Leaves are responsible for assimilation of soil chemicals into life-giving nutrients to feed the whole plant. The stem, roots, flower buds and new leaves; all are dependent upon those life-supporting leaves.
As an analogy, if you place a sheet of black plastic over a patch of weeds, they will eventually die – even the roots of stubborn weed plants such as nettles and ground elder. The sheet will stop the sunlight, which the leaves need to carry out their work of photosynthesis; they will firstly turn yellow before dying, along with the rest of the weed plant!
The lawn is made up of thousands of individual plants. It is not a
single entity in itself! If you buy a 'turf' you are purchasing a
patch of lawn which consist of several thousand plants!
If you buy a 'turf' you are purchasing a patch of lawn which consist of several thousand plants!
When grasses are used in the lawn, they suffer all manner of abuse from gardeners, who would not dream of treating other plants in the same way! For instance, we do not prune our shrubs every week, nor cut down our perennials or annuals on a regular basis. But, we need to do this with our lawns (grass plants) to keep them tidy, accessible and under control. We do this without too much thought as to what we are doing to them as plants!
This regular pruning of grasses in the lawn, results in both the food reserves and food-making properties of the foliage being removed from the plants – your lawn grasses!

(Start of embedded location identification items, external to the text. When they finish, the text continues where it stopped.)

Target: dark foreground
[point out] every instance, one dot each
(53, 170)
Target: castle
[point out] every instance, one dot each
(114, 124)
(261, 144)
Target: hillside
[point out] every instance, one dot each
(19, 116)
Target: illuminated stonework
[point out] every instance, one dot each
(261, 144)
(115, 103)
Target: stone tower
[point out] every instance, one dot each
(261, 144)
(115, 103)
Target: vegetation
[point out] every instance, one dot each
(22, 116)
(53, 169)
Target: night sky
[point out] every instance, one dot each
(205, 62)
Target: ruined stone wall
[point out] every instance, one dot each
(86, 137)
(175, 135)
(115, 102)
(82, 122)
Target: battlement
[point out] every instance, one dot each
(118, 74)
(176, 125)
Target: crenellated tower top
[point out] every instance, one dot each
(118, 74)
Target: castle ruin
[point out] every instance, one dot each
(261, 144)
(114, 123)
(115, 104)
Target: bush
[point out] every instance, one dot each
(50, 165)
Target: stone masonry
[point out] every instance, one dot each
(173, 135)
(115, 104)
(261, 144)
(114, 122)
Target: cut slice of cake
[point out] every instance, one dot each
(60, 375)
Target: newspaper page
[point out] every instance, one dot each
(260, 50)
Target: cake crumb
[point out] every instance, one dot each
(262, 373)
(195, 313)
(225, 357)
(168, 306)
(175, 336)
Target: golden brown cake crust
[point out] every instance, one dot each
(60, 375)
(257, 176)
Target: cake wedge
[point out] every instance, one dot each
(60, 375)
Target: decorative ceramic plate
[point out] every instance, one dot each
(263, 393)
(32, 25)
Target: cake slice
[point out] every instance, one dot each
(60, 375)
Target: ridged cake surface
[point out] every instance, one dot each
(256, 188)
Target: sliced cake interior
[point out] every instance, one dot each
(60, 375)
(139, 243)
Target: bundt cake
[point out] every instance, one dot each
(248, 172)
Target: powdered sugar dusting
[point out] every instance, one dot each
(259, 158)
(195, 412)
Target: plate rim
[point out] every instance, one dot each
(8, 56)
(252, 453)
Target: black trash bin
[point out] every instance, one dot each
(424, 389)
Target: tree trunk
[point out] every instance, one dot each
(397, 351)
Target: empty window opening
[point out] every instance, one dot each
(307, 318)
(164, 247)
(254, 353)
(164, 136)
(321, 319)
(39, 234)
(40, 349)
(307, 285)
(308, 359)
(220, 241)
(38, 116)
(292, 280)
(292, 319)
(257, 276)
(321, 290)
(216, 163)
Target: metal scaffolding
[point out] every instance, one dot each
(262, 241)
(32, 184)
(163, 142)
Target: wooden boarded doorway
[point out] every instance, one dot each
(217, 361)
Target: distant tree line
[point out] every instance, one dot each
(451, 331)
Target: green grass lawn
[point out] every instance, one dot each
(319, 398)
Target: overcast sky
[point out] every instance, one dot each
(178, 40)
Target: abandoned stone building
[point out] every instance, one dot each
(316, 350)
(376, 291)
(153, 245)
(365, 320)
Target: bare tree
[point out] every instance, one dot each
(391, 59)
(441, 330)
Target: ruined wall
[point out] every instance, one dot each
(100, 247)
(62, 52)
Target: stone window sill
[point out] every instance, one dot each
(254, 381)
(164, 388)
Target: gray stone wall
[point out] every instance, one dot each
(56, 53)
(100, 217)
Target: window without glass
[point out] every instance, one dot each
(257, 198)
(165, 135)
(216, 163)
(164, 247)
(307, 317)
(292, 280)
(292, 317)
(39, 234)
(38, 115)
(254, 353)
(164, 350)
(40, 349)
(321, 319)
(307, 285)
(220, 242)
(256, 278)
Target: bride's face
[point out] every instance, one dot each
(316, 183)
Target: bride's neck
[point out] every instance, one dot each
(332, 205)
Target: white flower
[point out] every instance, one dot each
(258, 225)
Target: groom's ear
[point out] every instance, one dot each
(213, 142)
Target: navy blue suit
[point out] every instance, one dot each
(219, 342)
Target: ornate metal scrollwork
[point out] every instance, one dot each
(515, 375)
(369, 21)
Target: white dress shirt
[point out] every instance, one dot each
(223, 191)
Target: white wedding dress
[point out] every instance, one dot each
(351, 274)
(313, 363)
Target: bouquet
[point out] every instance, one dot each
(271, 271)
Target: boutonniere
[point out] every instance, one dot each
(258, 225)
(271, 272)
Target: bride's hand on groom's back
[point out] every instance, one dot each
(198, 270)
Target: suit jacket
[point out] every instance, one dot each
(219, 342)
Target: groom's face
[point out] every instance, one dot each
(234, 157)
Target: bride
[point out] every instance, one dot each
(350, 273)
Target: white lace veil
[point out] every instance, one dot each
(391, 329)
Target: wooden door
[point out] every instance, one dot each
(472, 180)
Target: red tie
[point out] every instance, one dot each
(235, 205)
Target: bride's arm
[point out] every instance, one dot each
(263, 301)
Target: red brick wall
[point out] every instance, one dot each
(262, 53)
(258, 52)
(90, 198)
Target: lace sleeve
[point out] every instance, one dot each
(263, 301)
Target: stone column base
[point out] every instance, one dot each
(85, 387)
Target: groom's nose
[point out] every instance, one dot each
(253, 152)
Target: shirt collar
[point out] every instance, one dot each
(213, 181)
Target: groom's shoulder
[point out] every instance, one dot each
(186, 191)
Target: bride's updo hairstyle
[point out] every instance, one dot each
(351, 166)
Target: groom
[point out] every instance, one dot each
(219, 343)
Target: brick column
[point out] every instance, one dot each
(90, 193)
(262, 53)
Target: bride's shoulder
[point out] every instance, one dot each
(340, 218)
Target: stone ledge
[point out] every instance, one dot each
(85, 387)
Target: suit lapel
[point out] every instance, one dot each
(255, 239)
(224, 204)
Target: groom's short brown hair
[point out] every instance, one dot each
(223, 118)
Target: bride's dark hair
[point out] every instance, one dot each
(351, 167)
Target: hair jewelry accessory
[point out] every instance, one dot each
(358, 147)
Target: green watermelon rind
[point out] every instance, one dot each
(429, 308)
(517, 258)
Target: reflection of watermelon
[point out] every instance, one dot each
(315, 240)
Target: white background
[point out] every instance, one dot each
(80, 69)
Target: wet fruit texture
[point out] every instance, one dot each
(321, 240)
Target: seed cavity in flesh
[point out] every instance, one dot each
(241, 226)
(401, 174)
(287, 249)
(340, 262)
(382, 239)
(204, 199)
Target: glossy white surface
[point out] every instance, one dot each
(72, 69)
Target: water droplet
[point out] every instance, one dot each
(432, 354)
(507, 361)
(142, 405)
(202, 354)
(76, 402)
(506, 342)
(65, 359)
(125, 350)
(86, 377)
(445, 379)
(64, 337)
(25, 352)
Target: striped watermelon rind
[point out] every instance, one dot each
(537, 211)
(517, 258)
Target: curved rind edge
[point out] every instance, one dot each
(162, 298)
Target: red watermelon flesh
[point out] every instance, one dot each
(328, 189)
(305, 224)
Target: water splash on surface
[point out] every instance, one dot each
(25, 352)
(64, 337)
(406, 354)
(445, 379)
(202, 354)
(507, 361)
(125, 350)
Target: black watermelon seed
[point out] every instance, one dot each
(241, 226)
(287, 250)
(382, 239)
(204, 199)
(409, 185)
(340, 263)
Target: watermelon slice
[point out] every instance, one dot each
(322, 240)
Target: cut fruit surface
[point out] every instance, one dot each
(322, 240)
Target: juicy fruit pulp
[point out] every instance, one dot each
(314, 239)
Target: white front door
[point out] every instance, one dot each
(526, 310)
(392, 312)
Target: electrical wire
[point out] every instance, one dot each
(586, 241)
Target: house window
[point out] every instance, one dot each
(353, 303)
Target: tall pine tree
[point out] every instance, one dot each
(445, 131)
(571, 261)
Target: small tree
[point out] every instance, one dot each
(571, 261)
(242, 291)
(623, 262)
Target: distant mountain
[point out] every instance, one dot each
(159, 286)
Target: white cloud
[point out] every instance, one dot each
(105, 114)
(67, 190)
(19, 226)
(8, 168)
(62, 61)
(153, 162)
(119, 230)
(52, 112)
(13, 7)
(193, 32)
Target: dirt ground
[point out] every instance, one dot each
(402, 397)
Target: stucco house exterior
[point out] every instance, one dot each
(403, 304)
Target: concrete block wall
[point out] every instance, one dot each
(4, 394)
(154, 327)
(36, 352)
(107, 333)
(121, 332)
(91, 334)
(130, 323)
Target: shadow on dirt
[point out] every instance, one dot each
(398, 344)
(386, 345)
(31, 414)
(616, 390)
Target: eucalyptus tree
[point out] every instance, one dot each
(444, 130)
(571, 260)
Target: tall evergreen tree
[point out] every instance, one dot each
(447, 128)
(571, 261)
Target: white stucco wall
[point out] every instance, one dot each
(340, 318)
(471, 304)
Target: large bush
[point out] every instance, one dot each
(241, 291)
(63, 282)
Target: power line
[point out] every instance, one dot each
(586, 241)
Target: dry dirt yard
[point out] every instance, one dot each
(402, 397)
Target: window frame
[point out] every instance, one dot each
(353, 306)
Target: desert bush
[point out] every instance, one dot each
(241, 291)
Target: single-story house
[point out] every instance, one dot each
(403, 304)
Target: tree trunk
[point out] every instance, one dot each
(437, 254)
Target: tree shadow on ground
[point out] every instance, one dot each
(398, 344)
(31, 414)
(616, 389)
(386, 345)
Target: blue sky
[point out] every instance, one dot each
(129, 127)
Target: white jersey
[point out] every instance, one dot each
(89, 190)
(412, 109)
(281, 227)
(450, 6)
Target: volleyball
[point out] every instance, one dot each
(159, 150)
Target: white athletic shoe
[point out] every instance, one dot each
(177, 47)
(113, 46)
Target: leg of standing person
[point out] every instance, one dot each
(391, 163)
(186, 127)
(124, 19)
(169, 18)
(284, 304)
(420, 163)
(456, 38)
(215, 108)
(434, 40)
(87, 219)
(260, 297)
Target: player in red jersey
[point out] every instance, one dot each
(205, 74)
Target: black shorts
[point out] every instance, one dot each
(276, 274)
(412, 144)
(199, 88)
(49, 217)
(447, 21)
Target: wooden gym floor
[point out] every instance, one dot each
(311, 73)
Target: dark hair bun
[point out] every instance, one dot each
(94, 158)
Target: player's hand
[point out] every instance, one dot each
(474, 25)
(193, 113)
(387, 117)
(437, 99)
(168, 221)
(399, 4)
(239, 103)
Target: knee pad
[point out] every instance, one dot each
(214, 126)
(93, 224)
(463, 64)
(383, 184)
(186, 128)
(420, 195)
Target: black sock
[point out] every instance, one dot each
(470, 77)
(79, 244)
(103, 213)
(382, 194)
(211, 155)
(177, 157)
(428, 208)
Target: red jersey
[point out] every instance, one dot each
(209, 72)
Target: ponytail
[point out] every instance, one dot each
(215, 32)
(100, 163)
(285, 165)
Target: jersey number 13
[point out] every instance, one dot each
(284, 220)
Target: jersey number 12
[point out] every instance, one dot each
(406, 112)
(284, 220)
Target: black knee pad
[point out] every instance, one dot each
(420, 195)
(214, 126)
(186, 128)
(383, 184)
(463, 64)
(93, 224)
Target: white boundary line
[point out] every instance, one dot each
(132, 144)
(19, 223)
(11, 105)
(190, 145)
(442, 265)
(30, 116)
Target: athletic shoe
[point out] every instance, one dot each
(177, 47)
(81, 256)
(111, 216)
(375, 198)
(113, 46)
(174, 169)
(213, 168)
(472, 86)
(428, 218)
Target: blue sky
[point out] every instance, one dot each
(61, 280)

It is a fact that if you allow your grass to grow a little longer – even with a regular trim – it will normally stay greener, without too much additional help by way of fertilisers. This is because you are then leaving a good percentage of the foliage intact – even if you have clipped its wings a little! It can carry its work – albeit in a reduced manner! So now you will have grass that can take care of its feed requirements in a reasonably normal manner. It will reward you by staying greener – even if not quite the artificial lush green of a fertilised lawns.
A lawn allowed to grow in this way, will have a much healthier grasses than a lawn of artificially fed grasses with feed which has a high proportion of Nitrogen. The high Nitrogen level is necessary to compensate for the lack of ‘foliage’ which is essential for normal health!
I would argue – with no proof – that allowing the grass plants to grow as normally as possible, will ultimately strengthens them as whole plants. One then has to ponder whether there is a need for supplementary feeding with a high Potash Fertiliser to help the roots get through the winter!
In my days as a public park manager, responsible for a few hundred acres of grass which varied from bowling greens through to housing estate verges, I never recall feeding any grasses other than the well-clipped sports areas. Financial cutbacks meant the end of autumn feed on the sports turf also, but I never saw any evidence of grasses dying through the winter, or even getting a better start to life in the spring!
Yes, lawns require special form of maintenance including aeration in some instances, and top-dressing also. But it is hard to justify the ‘habitual’ feeding regime advocated as being essential. But then I am not in the chemicals industry!